Distinctive Textures
It would be an oversight to praise bark color without mentioning bark texture. Fine, papery peelings constantly curl away from the bark of the paperbark maple (Acer griseum) and the above-mentioned river birch as their trunks expand in girth.
The reddish-brown color of cryptomeria bark is made richer as it peels away in long, soft shreds.
The barks of some trees are notable primarily for their texture, with color a secondary feature. Long, vertical strips of shagbark hickory (Carya ovata) bark remain attached to the trunks at their middles, their upper and lower ends curling away from the trunk. The result: a shaggy trunk from top to bottom.
The little blocks of the barks of persimmon (Diospyros virginiana) and flowering dogwood (Cornus florida) give these trunks the texture of alligator hide.
American hornbeam (Carpinus caroliniana), a small understory tree common in eastern woodlands, has a bluish-gray bark that resembles muscle — close-fitting, with the smooth surface broken by sinewy ripples. Another common name for this tree is “musclewood.”
My favorite bark isn’t notable for its color, or even hardly ever noted for its texture — until you take a more studied look. The bark of this tree, hackberry (Celtis occidentalis), is grey, with corky warts and ridges breaking up a smooth background. Especially when lit by low-hanging winter sunlight, these warts and ridges play with shadow and light in a way that evokes those crisp, achromatic photographs of craters on the lunar landscape.

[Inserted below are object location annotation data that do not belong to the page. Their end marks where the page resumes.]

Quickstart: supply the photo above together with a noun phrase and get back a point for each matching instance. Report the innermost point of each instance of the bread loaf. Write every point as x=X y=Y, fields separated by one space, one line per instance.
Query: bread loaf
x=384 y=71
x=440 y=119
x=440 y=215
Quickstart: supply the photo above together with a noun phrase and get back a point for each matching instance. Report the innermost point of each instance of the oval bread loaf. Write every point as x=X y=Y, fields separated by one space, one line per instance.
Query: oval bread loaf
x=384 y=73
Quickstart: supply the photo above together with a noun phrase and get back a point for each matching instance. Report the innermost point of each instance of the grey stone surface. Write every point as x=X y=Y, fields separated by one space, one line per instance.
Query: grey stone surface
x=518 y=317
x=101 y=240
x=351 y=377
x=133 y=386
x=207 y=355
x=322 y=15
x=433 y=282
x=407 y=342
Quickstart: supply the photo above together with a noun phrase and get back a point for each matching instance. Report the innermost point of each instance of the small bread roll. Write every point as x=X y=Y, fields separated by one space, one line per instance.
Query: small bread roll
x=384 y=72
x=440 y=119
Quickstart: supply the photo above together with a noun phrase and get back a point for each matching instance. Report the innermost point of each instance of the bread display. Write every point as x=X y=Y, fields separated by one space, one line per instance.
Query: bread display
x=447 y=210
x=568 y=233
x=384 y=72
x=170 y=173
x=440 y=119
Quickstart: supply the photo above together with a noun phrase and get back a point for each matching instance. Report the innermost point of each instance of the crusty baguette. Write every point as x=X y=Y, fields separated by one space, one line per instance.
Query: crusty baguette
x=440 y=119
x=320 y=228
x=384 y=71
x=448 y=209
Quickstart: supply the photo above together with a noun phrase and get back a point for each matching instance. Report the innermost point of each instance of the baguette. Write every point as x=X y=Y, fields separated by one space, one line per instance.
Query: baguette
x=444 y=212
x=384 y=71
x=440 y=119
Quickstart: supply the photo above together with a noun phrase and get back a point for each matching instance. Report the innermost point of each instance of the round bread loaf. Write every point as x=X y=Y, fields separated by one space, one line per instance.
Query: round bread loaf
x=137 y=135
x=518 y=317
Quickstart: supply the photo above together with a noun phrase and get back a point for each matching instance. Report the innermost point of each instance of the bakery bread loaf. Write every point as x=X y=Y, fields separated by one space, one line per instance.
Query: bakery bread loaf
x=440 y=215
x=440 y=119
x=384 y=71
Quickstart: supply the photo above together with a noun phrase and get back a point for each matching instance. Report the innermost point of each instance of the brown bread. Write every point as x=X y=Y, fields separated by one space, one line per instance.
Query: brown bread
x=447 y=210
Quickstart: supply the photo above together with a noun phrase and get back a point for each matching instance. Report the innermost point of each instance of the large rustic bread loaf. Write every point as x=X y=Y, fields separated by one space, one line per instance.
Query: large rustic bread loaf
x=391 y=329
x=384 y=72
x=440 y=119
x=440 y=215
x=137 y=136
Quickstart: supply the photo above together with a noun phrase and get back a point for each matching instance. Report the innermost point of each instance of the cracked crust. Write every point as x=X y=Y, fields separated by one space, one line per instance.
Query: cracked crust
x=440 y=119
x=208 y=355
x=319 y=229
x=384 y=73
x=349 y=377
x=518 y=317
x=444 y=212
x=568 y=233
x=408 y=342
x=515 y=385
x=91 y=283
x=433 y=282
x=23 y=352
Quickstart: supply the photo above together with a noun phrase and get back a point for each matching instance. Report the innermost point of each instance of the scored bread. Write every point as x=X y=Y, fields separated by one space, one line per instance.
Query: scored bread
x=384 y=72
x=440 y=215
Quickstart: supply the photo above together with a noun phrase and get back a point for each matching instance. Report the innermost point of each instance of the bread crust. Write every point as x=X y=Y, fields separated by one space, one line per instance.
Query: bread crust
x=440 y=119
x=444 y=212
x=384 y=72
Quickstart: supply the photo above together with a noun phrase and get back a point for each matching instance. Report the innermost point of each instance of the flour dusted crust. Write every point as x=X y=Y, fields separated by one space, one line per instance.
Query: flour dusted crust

If you want to consider bark effect of any tree or shrub you might plant, it’s best go to an arboretum to see mature specimens. Not to dissuade anyone from planting a tree or shrub for the beauty of its bark, but the “craters and valleys” of hackberry bark, the mottling of sycamore bark — the bark character of many trees and shrubs, in fact — does take time to develop. Even paper birch bark is smooth and reddish brown on young stems; it takes some age before the stems are embraced in their characteristic white, peeling raiment.